Media Interviews-Learn To Shine


It can be a love-hate relationship. You want the news media to cover your story, you just don’t want to be the one going on-camera to talk about it. Working with the media is something you want to learn to enjoy. As a former television reporter, I’ve put together some simple steps that you can use to make your time in front of the camera a little more comfortable.

Ask Questions – Find what the reporter is looking for. Where did they get the story from, what is their angle and what is their deadline? You need to know what they want to talk about, so you can be ready to answer all of their questions.

Know You Material – Be prepared for the interview. Do your research, have interesting facts and stories to back your materials up. You’re being positioned as the expert, so know what you’re talking about and practice giving your answers ahead of time. Try and focus on 3 to 4 key points that will help you get your point across.
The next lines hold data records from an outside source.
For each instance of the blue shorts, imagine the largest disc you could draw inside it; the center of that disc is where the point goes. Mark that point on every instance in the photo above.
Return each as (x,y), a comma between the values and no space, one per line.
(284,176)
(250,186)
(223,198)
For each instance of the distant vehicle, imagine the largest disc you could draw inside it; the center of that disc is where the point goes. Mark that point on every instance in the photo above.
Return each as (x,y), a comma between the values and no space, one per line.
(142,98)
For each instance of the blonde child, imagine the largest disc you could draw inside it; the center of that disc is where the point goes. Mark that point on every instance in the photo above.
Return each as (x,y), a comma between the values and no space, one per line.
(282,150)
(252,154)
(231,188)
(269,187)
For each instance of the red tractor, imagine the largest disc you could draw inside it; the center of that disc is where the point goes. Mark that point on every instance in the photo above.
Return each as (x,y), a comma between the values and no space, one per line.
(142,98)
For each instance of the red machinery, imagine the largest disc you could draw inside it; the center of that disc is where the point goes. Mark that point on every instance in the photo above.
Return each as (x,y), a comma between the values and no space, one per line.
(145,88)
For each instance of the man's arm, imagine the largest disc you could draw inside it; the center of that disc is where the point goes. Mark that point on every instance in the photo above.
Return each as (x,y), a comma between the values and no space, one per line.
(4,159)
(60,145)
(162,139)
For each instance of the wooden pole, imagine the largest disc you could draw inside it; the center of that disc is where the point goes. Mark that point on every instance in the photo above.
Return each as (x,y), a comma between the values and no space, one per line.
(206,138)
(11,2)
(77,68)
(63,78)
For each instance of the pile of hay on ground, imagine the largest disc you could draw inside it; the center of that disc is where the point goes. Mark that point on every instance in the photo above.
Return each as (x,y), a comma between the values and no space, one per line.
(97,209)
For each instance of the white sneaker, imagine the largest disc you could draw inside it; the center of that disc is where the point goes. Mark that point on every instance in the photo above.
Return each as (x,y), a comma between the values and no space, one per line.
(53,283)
Know Your Audience – While you’re the expert, talk to people, not at them. Speak clearly and in a manner that they’ll understand. Never get too technical because you’ll loose your audience. Make someone understand why this information is important and why they should care. Give personal experiences to demonstrate your points.

Get To The Point – Answer the questions and do it quickly. You want to speak clearly, slowly but also try and get your message across in 10 seconds. Reporters are allowed a limited time to tell a story, so they are looking for “sound bites” to place in their story. While you may think your message needs more time to get across, if it’s too long, it runs the risk of being taken out of the story.

Body Language – Realize how you say something also sends a message. Make sure your body language says your open and you look and act like you’re having fun. The reporter should work with you to create that comfort level, but it’s also something you need to do on your own. Make sure not to cross your arms, appear friendly and keep your eyes focused on the person doing the interview.

Interviews typically take less than 30 minutes to do. When it’s done thank the reporter for their time and ask when they think the story might air. For a reporter, a pleasant, prepared source is an incredible find and a resource they’ll turn to again and again.